1cacheTag("sitecore-content", "products", "blogs", ... etc);

That gives you the option to invalidate selectively later, while still keeping the broader fallback tag

Conclusion

Tag-based revalidation is one of the most practical upgrades in the modern Next.js + Sitecore stack.

With Cache Components, you can cache more of your Sitecore integration layer. With cacheTag(), you can label those cached units intentionally. And with a protected revalidation endpoint plus a Sitecore OnEnd publish webhook, you get a clean publish-to-refresh pipeline without resorting to full rebuilds.

The nice part is that this approach is incremental. You do not need to redesign the whole application in one pass. Start with page-level cached helpers and a single shared tag like sitecore-content.

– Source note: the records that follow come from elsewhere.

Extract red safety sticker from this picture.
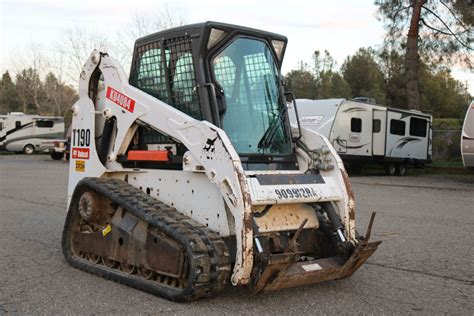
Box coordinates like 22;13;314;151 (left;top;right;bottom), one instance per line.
106;87;135;113
71;148;89;159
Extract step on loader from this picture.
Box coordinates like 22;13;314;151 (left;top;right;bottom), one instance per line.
62;22;380;301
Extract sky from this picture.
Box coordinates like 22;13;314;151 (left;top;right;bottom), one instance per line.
0;0;474;95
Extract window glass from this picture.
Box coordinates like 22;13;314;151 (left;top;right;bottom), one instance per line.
372;119;382;133
351;117;362;133
390;119;405;136
212;38;292;154
172;53;196;108
410;117;428;137
130;37;202;120
36;120;54;128
136;48;168;102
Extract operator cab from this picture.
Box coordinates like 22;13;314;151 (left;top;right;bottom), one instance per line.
130;22;297;170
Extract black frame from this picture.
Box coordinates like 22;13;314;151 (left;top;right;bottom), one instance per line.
130;21;296;167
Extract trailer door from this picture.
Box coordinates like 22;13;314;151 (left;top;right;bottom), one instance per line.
372;109;387;156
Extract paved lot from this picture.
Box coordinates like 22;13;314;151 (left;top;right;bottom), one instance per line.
0;156;474;315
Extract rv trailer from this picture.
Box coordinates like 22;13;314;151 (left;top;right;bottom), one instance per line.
0;112;64;154
290;99;432;175
461;101;474;168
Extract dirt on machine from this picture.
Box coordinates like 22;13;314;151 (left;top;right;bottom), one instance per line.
62;22;380;301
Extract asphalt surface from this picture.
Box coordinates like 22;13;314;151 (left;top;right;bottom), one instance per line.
0;156;474;315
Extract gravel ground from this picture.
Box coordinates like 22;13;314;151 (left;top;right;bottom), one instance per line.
0;156;474;315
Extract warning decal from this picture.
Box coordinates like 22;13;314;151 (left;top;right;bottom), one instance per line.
71;147;89;159
106;87;135;113
76;160;86;172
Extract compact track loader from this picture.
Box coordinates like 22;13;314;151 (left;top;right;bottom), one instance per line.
62;22;380;301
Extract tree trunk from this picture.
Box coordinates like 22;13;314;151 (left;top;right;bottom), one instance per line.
405;0;426;110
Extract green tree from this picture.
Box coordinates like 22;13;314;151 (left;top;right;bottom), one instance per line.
420;65;472;118
317;71;352;99
285;62;317;99
378;50;408;109
375;0;474;109
0;71;20;113
341;48;386;104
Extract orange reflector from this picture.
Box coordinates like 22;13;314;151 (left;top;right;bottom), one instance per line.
127;150;169;161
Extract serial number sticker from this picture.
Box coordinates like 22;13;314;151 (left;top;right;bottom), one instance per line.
301;263;322;272
275;188;318;199
76;160;86;172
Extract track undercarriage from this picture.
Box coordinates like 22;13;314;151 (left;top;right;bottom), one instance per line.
62;178;230;301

Then, over time, evolve toward more granular tagging where it actually adds value.

I hope Sitecore evolves this story further and eventually gives us more granular control over cache invalidation patterns and cache tags out of the box. That would make it even easier to target exactly the content that changed instead of relying on broader revalidation strategies. Still, even with the current approach, this solution gives teams a practical and reliable way to revalidate content whenever authors publish changes, without needing to fall back to full rebuilds or heavier deployment workflows.